= Movimento Passe Livre =

The Free Fare Movement (Movimento Passe Livre, /pt-BR/) is a Brazilian social movement that advocates the adoption of free fares in mass transit. The movement was founded in a session during the Worldwide Social Forum in 2005, in Porto Alegre, and gained prominence for its participation in the planning of the 2013 Brazilian protests.

== Proposals ==
The major demand of the movement is the migration of the private transport system to a public system, an event which would guarantee universal access by free fares. For the movement, this would bring about a system free of social exclusion. The actions of the movement include dissemination, studies and analysis of local transport systems, and then taking this information to various groups within the cities. The movement also participates in protests, manifestations, interventions, and popular-initiative pushes for legislation. The movement uses such tactics to pressure the government, believing it to be the best way of doing politics within the current socio-political context.

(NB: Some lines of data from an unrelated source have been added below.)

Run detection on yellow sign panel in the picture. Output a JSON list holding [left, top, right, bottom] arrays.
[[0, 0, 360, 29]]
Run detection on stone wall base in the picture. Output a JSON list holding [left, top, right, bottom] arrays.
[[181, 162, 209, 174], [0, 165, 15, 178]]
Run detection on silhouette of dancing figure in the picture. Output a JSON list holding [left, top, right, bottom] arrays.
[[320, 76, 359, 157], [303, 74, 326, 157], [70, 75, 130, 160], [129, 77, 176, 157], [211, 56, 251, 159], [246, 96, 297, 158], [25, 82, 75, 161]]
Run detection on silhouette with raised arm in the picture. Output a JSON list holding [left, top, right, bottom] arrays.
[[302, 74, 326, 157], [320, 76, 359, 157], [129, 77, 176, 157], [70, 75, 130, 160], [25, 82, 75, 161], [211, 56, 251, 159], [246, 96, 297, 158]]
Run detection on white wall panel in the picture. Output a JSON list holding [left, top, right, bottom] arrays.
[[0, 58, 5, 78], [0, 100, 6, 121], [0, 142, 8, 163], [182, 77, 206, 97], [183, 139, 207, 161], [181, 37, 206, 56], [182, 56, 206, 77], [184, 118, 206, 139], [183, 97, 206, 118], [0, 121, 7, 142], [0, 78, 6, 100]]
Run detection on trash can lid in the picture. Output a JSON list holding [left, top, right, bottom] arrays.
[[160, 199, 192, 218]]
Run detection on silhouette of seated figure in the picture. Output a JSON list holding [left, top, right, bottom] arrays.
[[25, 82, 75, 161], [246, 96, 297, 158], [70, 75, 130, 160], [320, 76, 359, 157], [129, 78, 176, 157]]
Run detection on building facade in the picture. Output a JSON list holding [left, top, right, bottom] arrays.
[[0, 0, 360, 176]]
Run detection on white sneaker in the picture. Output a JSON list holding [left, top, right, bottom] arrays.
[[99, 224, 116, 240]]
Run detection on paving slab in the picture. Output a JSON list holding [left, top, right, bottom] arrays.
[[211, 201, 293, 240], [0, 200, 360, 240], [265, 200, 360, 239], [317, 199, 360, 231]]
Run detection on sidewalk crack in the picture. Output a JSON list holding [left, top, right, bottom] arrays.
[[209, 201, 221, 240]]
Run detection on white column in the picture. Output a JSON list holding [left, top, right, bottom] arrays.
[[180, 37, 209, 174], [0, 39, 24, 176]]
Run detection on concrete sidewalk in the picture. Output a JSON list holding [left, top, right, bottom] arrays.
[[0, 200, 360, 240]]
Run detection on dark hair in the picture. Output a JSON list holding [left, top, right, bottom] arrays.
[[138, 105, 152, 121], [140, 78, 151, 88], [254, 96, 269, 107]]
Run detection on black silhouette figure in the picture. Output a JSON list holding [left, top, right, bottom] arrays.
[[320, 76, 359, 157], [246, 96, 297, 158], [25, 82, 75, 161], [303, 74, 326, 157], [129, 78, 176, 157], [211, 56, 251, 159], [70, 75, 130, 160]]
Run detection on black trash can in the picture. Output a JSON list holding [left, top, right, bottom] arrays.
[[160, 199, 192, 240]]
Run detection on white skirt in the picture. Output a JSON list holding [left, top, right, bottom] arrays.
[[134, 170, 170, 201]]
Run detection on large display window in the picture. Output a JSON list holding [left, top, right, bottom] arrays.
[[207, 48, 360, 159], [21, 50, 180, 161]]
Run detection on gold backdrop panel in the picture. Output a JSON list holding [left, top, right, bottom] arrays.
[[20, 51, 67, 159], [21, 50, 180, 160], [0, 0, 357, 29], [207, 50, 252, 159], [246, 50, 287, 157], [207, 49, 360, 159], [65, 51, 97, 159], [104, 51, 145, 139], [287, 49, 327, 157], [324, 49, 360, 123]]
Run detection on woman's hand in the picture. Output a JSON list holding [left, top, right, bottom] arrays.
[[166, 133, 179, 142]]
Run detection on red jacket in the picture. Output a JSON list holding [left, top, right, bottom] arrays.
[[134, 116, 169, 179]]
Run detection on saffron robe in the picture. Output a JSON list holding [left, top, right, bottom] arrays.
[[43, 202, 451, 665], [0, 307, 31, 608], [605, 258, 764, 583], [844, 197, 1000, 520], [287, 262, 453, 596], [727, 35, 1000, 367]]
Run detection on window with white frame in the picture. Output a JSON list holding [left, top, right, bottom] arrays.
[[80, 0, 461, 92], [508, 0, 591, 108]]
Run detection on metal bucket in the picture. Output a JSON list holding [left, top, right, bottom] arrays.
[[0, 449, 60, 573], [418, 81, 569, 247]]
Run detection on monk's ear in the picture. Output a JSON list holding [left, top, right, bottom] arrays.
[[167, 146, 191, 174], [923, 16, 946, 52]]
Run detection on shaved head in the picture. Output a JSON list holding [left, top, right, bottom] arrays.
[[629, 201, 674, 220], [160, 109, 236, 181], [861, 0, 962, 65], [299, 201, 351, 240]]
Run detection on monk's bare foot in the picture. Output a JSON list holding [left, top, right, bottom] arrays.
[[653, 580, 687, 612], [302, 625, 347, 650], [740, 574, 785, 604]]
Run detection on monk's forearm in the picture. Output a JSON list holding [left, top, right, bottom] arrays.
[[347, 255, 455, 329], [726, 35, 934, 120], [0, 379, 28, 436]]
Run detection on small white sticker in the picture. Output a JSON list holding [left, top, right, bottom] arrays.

The movement is organized on basic principles, approved in a session on free fares during the Fifth World Social Forum, inside the Espaço Caracol Intergalactika. From then, it was officially known as the Free Fare Movement. Its principles at the time were autonomy, independence, non-partisanship, horizontality, anti-capitalism and decisions by consensus. During the 3rd National Free Pass Movement Meeting (ENMPL), in July 2006, federalism was added as a principle. These principles can be modified by way of consensus.

== History ==

The popular revolt which started the Free Fare Movement happened in Salvador, capital of the state of Bahia. In 2003, thousands of Brazilian young people, students, and workers closed the public roads, protesting against a raise in transport fares. Over the course of 10 days, the city was effectively paralyzed. The event was so significant that it became a documentary, called "A Revolta do Buzu". The demonstrations came to an end when traditional student groups (such as the UNE and the UJS) set themselves up as leaders of the revolt they had not started, and went to negotiate with the government behind closed doors. These groups presented 10 demands, of which 9 were met, including half-price fares for postgraduate students and the right to half-price fare for all students during the weekends. The main complaint of the street demonstrations was not met: the demonstrations increased in force. However, after the negotiations, the population was demobilized and street actions lost their force.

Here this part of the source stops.